Yield 8 to 10 servings


  • 1 pound ground chuck
  • 3 stalks celery, chopped
  • 2 medium onions, chopped
  • 1 medium-size green pepper, seeded and chopped
  • 1/4 cup butter or margarine
  • 1 (6-ounce) can tomato paste
  • 1 cup water
  • 1/4 teaspoon basil leaves
  • 1 teaspoon salt
  • 1/4 teaspoon pepper
  • 1 bay leaf
  • 2 (5-ounce) packages wide egg noodles, cooked and drained
  • 1 1/2 cups soft breadcrumbs
  • 1 cup (4 ounces) shredded sharp Cheddar cheese

How to Make It

  1. Sauté meat, celery, onion, and green pepper in butter in a large skillet over low heat until meat is browned, stirring to crumble. Drain off pan drippings.
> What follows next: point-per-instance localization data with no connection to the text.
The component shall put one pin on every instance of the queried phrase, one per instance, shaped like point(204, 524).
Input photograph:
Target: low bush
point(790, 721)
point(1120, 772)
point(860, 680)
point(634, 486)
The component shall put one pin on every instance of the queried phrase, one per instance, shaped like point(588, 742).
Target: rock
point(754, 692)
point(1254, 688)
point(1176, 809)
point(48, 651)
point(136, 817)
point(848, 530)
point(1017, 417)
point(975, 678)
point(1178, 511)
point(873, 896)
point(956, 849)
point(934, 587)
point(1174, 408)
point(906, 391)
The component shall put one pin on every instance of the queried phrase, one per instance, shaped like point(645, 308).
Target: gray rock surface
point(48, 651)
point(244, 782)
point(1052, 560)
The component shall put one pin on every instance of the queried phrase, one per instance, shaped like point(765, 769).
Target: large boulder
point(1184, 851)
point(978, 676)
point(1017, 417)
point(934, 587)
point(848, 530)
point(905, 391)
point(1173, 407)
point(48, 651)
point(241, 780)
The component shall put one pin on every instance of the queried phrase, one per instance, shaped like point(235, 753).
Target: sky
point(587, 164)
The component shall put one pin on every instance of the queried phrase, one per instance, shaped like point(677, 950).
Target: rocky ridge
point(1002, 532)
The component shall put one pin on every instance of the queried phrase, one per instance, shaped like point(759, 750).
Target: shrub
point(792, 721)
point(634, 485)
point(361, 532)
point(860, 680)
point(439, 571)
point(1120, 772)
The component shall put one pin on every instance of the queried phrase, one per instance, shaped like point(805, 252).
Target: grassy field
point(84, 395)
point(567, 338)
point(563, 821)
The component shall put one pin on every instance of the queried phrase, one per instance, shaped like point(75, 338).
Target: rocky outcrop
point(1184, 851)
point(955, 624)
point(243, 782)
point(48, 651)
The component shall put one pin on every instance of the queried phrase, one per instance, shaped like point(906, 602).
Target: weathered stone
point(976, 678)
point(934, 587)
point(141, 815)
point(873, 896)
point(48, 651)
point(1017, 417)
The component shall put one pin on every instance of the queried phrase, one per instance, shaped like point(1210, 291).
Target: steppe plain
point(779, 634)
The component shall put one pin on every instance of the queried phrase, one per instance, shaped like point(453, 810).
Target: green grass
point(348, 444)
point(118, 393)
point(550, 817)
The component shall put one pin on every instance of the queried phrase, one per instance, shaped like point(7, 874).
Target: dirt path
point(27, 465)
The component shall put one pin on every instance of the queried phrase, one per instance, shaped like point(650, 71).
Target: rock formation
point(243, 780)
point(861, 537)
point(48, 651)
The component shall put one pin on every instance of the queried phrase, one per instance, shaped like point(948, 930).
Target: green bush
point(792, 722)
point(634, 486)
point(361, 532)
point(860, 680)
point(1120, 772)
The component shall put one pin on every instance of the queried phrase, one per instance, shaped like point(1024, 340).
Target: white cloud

Add tomato paste, water, basil, salt, pepper, and bay leaf; reduce heat and simmer, uncovered, 5 minutes. Remove bay leaf, and discard.

  2. Place cooked noodles in a lightly greased 2 1/2-quart shallow baking dish. Spoon meat mixture over noodles; sprinkle breadcrumbs and cheese over top. Bake, uncovered, at 375° for 20 minutes or until cheese melts.